The movement’s growing transversality does not make dialogue with the establishment any easier. Young and educated, the #MeToo supporters are daughters of the urban middle class. They use social media, embrace democratic values and increasingly speak out against the government on thorny issues that transcend women’s issues, such as the crackdown in Hong Kong and human rights violations in Xinjiang. This is exemplified by the case of Yue Xin, one of the main supporters of the movement against sexual harassment, who was arrested in 2018 for supporting, together with a group of young neo-Marxists, a campaign of strikes in factories in southern China. The anti-regime line is even more pronounced among female activists in the overseas diaspora. This is an alarming factor for the authorities.

The danger is not only that, by delving into divisive issues, the movement will lose popular support, but also that it will end up triggering an even more violent reaction from above. Like homosexuality, at the top levels of power feminism is now associated with an alien and destabilizing value system. Commenting on the case of Zhou Xiaoxuan, the nationalist tabloid Global Times stated that the long wave of #MeToo is being used by Western forces to “tear Chinese society apart.” Similar accusations were being shouted by bystanders outside the courthouse on the day of the trial.

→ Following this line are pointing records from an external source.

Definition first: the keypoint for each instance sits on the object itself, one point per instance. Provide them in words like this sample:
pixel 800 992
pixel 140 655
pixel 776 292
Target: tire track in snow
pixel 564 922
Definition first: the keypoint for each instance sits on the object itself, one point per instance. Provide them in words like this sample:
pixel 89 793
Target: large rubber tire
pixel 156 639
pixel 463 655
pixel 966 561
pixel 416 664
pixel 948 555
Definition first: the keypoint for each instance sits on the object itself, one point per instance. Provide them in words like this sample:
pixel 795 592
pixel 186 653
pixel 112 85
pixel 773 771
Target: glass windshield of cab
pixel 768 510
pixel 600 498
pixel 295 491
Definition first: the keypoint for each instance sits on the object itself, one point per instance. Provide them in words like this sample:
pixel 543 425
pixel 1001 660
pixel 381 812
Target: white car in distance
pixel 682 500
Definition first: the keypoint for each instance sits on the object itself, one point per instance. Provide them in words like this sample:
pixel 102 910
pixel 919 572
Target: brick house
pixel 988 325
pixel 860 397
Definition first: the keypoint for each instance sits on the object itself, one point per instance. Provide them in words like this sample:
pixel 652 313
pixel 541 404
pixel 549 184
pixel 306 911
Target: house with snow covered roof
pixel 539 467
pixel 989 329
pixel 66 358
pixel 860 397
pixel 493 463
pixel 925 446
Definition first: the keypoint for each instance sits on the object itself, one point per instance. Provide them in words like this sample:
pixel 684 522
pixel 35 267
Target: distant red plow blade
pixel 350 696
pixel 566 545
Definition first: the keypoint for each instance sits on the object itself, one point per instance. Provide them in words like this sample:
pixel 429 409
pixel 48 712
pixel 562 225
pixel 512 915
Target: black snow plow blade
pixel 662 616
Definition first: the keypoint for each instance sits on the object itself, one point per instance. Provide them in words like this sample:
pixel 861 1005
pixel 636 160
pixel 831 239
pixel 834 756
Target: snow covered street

As in other circumstances, spontaneous and uncontrolled grassroots mobilization is perceived as a threat to the coveted social stability. This is an axiom that is even less negotiable now that the issue of women has officially entered the national development plan: with the slowdown in birth rates, woman-focused policies recently introduced by the government officially aim to protect women—but they also aim to consolidate their role within the new demographic strategy to support economic growth. Caixin Weekly highlights that domestic violence is considered “a factor that significantly discourages married women from having children.”

The traditional view of women as wives and mothers is reappearing on the political agenda just as the emergence of “subversive” trends is pushing Chinese feminism toward antithetical positions. While once the defense of women’s rights was the prerogative of a narrow intellectual elite, today the chorus-like participation of a wider segment of the population, with different needs and levels of education, implies the inclusion of often populist, and sometimes radical, manifestations.

In the online debate, it is not uncommon to find extremist voices indiscriminately condemning both the male gender as a whole and women who “betray” feminist ideals by choosing marriage, considered the real cause of domestic violence as well as an obstacle to women’s professional success. Zhou Xiaoxuan herself, in a recent article published in English in the Made in China Journal, admits that the position of some strands of the #MeToo movement risks alienating public opinion. Spreading sensationalist—and often false—stories to keep attention on abuse undermines the credibility of the women’s cause as a whole.

The problem, according to Zhang Lijia, is that #Woyeshi “is not a compact force, directed by a single guiding principle.” As the community grows, the challenge is to keep together the different strands of the movement: human rights advocates, victims of violence, radical feminists and advocates of Western democracy. All united by a shared sentiment, although conveyed with different languages and in different tones. According to Zhang, they feel unheard and “just need to express what they feel deep in their hearts.”